Lab 1



Labs

Overview

This lab covers three primary topics: (a) working with git and GitHub collaboratively, (b) creating basic visualizations, and (c) working with textual data.You should plan to work together with your group.

The basics of the lab are to:

To receive full credit you must create and merge branches. The contributions across team members should also appear roughly equal.

Data

*We will learn to explore some data from the Department of Education for the first part of this lab that we saw in the class slides (https://github.com/datalorax/edld652)

*We’ll then work with Week 1 of the #tidytuesday data for 2019, specifically the #rstats dataset, containing nearly 500,000 tweets over a little more than a decade using that hashtag. The data is in the data folder of the course repo.

Installing edld652 data package

remotes::install_github("datalorax/edld652", force = TRUE)

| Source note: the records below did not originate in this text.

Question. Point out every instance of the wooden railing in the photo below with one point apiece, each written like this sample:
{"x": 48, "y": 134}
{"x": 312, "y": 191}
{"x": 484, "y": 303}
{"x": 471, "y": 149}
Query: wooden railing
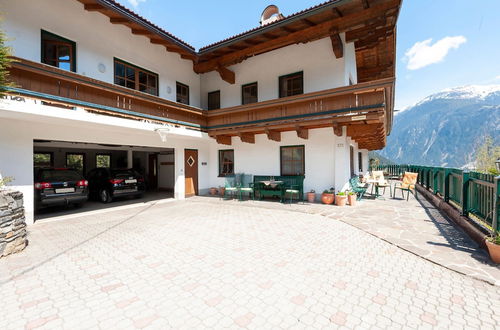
{"x": 474, "y": 194}
{"x": 56, "y": 86}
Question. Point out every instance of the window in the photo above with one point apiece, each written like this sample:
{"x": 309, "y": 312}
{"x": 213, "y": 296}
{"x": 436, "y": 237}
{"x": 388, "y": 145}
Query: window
{"x": 43, "y": 159}
{"x": 249, "y": 93}
{"x": 292, "y": 160}
{"x": 214, "y": 100}
{"x": 226, "y": 162}
{"x": 58, "y": 51}
{"x": 182, "y": 93}
{"x": 292, "y": 84}
{"x": 360, "y": 162}
{"x": 76, "y": 161}
{"x": 133, "y": 77}
{"x": 103, "y": 160}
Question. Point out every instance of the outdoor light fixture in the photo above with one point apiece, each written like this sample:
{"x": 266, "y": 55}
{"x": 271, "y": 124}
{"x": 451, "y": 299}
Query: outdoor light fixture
{"x": 162, "y": 131}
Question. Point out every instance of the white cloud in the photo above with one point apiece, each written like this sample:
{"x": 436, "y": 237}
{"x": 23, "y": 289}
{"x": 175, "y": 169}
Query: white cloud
{"x": 423, "y": 53}
{"x": 135, "y": 3}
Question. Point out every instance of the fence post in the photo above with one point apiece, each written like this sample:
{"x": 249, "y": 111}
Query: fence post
{"x": 496, "y": 192}
{"x": 435, "y": 175}
{"x": 465, "y": 193}
{"x": 447, "y": 185}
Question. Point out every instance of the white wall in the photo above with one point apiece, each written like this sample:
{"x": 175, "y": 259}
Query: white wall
{"x": 97, "y": 41}
{"x": 325, "y": 162}
{"x": 316, "y": 59}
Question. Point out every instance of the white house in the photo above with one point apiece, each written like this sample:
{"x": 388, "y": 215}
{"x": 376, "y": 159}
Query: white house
{"x": 309, "y": 93}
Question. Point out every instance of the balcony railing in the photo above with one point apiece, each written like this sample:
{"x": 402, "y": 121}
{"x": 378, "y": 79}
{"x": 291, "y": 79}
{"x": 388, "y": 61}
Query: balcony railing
{"x": 59, "y": 87}
{"x": 474, "y": 194}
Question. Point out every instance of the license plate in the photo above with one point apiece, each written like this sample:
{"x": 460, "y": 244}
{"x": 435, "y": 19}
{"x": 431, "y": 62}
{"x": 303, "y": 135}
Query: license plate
{"x": 64, "y": 190}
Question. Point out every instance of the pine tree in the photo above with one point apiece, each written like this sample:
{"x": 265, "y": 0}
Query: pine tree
{"x": 486, "y": 156}
{"x": 5, "y": 61}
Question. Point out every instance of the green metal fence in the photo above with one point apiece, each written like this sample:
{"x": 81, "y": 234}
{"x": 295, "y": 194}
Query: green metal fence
{"x": 476, "y": 195}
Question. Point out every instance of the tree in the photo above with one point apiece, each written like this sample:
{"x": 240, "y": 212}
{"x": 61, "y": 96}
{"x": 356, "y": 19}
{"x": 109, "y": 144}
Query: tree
{"x": 486, "y": 156}
{"x": 5, "y": 61}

Check to see if all is working

After you’ve done everything on the prior slide, run the following to make sure it’s working

library(edld652)
list_datasets()

Accessing a dataset

For example: Average cohort graduate rates for local education agency data, 2011 to 2019

acgd <- get_data("EDFacts_acgr_lea_2011_2019")
# acgd

Accessing documentation

acgdd <- get_documentation("EDFacts_acgr_lea_2011_2019")
# acgdd

Now let’s move on to the next Data

We’ll now work with Week 1 of the #tidytuesday data for 2019, specifically the #rstats dataset, containing nearly 500,000 tweets over a little more than a decade using that hashtag. The data is in the data folder of the course repo. Start with grabbing that data.

In this part of the lab you will do:

1. Initial exploration

Create histograms and density plots of the display_text_width. Try at least four different binning methods and select what you think best represents the data for each. Provide a brief justification for your decision.

2. Look for “plot”

Search the text column for the work “plot”. Report the proportion of posts containing this word.

3. Plot rough draft

Create the following figure of the 15 most common words represented in the posts.

Some guidance

4. Stylized Plot

Style the plot so it (mostly) matches the below. It does not need to be exact, but it should be close.

Finishing up

It is expected that this lab will take you more time than we will devote to it in class. Class time should be used to clarify any points of confusion and if you run into issues after class, please get in touch with me so we can arrange a time to meet and I can help you.

Once you have finished, please go to Canvas and submit a link to your shared repo. Credit will be awarded based on the commit history.